Hamburg. Finanzdienstleister versuchen häufiger, Studierende in ungeeignete Anlageprodukte zu drängen. Wie man sich schützen kann.

Was ist eigentlich, wenn ich mal alt bin? Wie sichere ich mein Berufsleben und meine spätere Rente ab? Was kann ich heute schon tun, um privat vorzusorgen? Und wann fange ich damit am besten an?

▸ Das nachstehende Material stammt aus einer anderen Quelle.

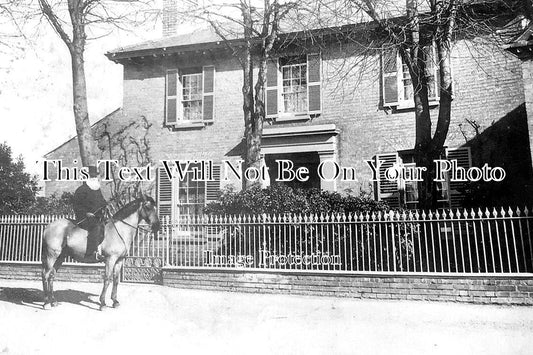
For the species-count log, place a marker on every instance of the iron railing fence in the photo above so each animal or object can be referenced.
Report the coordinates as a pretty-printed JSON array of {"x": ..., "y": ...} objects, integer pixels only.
[{"x": 496, "y": 241}]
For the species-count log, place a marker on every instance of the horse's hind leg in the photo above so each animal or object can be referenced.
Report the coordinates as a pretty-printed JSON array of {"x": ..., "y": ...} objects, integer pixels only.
[
  {"x": 116, "y": 279},
  {"x": 57, "y": 265},
  {"x": 52, "y": 259},
  {"x": 47, "y": 272}
]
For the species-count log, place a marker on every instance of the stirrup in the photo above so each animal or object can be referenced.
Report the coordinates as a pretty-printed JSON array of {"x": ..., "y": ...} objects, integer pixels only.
[{"x": 98, "y": 255}]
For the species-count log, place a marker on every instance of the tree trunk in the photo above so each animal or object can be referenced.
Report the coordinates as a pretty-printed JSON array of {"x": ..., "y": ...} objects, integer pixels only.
[{"x": 81, "y": 114}]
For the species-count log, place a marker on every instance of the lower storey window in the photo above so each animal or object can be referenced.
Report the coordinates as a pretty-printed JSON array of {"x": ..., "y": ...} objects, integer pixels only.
[
  {"x": 294, "y": 75},
  {"x": 192, "y": 97}
]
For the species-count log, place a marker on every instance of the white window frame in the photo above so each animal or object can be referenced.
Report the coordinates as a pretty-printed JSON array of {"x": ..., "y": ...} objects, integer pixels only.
[
  {"x": 409, "y": 103},
  {"x": 288, "y": 116}
]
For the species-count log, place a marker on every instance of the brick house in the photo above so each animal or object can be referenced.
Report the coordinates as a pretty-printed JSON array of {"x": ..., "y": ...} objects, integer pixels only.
[{"x": 189, "y": 88}]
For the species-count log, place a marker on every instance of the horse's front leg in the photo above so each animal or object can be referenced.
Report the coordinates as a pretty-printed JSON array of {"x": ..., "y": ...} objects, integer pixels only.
[
  {"x": 116, "y": 279},
  {"x": 109, "y": 266}
]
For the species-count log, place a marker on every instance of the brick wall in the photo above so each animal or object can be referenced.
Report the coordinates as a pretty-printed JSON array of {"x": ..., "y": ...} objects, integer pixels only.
[
  {"x": 484, "y": 290},
  {"x": 81, "y": 273}
]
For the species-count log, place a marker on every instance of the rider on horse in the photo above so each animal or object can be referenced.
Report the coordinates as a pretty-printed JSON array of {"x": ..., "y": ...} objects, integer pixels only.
[{"x": 89, "y": 207}]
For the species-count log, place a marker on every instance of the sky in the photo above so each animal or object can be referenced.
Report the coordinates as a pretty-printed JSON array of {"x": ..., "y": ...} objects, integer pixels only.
[{"x": 36, "y": 88}]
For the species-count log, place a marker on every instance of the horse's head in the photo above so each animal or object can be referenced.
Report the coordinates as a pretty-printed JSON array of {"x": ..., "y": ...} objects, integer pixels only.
[{"x": 148, "y": 212}]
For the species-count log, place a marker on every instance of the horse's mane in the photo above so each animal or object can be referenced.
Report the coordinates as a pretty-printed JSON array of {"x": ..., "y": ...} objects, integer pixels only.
[{"x": 131, "y": 207}]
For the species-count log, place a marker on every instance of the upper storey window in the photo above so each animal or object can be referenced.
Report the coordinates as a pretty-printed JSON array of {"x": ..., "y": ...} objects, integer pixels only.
[{"x": 190, "y": 95}]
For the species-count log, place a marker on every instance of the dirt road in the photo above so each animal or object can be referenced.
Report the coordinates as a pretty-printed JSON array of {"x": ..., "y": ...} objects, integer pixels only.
[{"x": 160, "y": 320}]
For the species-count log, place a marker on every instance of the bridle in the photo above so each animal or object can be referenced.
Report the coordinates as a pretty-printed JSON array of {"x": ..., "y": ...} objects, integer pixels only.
[{"x": 142, "y": 212}]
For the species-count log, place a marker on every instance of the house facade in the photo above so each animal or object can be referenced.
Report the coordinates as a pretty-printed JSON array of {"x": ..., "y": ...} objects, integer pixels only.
[{"x": 319, "y": 115}]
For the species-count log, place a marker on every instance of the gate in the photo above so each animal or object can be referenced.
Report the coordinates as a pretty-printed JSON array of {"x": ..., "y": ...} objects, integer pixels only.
[{"x": 143, "y": 269}]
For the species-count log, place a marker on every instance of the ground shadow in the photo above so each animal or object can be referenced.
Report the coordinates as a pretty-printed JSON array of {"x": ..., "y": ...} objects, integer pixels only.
[{"x": 34, "y": 298}]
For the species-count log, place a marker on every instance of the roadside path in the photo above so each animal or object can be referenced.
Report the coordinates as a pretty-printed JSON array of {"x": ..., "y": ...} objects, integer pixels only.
[{"x": 160, "y": 320}]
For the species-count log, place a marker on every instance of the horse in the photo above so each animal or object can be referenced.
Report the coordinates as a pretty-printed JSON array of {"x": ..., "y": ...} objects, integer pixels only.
[{"x": 64, "y": 238}]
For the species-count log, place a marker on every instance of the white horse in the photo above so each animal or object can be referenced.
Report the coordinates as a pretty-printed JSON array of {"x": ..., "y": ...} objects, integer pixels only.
[{"x": 63, "y": 237}]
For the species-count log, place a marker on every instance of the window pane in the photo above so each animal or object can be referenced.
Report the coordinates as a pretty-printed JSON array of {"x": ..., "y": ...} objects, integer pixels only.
[{"x": 192, "y": 97}]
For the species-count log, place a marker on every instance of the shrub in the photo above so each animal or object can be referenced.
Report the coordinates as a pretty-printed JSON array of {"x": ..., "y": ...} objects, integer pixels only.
[{"x": 281, "y": 199}]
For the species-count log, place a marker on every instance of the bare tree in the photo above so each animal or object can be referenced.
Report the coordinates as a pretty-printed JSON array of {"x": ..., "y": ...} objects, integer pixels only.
[
  {"x": 73, "y": 21},
  {"x": 422, "y": 32},
  {"x": 129, "y": 145}
]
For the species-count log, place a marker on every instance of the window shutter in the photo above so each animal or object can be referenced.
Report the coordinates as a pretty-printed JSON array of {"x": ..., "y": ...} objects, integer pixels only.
[
  {"x": 173, "y": 98},
  {"x": 272, "y": 88},
  {"x": 389, "y": 76},
  {"x": 464, "y": 160},
  {"x": 212, "y": 191},
  {"x": 164, "y": 193},
  {"x": 386, "y": 190},
  {"x": 208, "y": 104},
  {"x": 314, "y": 100}
]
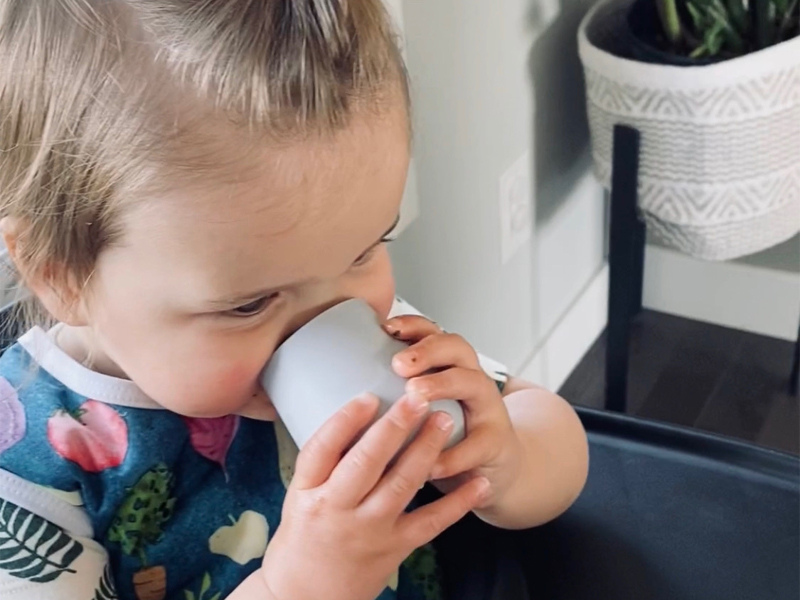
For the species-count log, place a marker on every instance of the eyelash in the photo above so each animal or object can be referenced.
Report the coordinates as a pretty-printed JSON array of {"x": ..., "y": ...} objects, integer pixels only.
[
  {"x": 258, "y": 306},
  {"x": 254, "y": 308},
  {"x": 367, "y": 256}
]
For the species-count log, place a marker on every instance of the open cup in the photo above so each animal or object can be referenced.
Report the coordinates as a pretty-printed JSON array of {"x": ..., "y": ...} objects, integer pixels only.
[{"x": 337, "y": 356}]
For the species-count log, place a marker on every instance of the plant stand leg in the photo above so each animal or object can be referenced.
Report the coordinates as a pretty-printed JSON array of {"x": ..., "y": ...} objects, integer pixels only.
[
  {"x": 639, "y": 240},
  {"x": 794, "y": 382},
  {"x": 625, "y": 263}
]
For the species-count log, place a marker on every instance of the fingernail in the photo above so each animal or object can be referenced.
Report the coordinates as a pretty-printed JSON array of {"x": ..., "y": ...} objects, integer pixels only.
[
  {"x": 417, "y": 404},
  {"x": 444, "y": 421},
  {"x": 484, "y": 488}
]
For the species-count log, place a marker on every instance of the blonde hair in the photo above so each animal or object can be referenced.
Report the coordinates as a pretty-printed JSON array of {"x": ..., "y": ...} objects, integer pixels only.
[{"x": 100, "y": 99}]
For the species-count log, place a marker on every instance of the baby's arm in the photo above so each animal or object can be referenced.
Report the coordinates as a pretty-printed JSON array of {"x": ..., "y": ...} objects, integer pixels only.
[{"x": 555, "y": 457}]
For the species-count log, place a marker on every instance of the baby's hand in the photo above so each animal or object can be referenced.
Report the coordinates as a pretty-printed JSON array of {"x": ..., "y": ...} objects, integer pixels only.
[
  {"x": 443, "y": 366},
  {"x": 344, "y": 529}
]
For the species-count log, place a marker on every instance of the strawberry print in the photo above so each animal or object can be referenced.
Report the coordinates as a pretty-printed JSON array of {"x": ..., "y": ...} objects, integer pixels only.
[
  {"x": 12, "y": 416},
  {"x": 212, "y": 438},
  {"x": 95, "y": 436}
]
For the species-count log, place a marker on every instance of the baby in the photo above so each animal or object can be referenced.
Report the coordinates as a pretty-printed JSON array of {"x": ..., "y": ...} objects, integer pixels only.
[{"x": 183, "y": 184}]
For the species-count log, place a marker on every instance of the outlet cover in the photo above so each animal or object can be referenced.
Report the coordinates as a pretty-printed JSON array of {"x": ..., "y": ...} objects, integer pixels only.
[{"x": 516, "y": 201}]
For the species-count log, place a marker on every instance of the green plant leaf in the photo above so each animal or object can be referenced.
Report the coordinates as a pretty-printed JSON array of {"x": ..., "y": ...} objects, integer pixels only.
[
  {"x": 32, "y": 548},
  {"x": 670, "y": 21},
  {"x": 105, "y": 589}
]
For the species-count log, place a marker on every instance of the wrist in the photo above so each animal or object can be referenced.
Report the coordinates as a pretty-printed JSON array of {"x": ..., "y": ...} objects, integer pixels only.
[
  {"x": 506, "y": 484},
  {"x": 253, "y": 588}
]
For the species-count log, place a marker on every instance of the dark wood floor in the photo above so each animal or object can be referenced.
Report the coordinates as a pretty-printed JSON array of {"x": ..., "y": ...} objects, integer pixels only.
[{"x": 713, "y": 378}]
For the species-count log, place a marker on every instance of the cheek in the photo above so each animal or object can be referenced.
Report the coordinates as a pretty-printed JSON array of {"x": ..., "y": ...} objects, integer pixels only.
[{"x": 204, "y": 393}]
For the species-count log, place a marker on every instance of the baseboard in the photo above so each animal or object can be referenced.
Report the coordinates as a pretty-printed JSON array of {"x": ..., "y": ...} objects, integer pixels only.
[
  {"x": 570, "y": 339},
  {"x": 755, "y": 299},
  {"x": 759, "y": 300}
]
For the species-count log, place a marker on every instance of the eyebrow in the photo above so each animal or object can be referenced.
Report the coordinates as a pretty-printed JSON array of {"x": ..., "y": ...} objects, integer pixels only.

Das alles sind Fragen, die derzeit in vielen Köpfen der Generation Z herumspuken. So war es auch bei einem Hamburger Studenten, der auf dem Uni-Campus schlenderte und – eher zufällig – an einem Info-Stand stoppte. Aufgebaut hatte diesen ein Anlageberater des Finanzdienstleisters MLP, der hoffte, hier mit neuen Kunden ins Gespräch zu kommen

Uni Hamburg: MLP lockt Student mit gefährlichem Vorsorgemodell

Schnell hatte der MLP-Mitarbeiter ein „passendes Angebot“ parat, das einerseits Versorgungslücken schließen sollte, andererseits aber auch geeignet sei, Steuern zu sparen. Und auch der anfängliche Beitrag klang überschaubar: Es ging um 28 Euro im Monat. Der Haken: Das Vorsorgemodell war dynamisch ausgelegt, was sich ab dem dritten Jahr mit dem Eintritt in das Arbeitsleben auswirkte. Dann nämlich sollte der monatliche Beitrag schon 93 Euro betragen. Zudem wurde eine jährliche Erhöhung um 10 Prozent vereinbart, was aufgrund der langen Laufzeit zum Ende der Vertragsdauer stolze 1540 Euro monatlich bedeutet hätte. Und auch die Abschlusskosten waren erheblich, sie lagen bei mehr als 8000 Euro, zuzüglich Verwaltungskosten.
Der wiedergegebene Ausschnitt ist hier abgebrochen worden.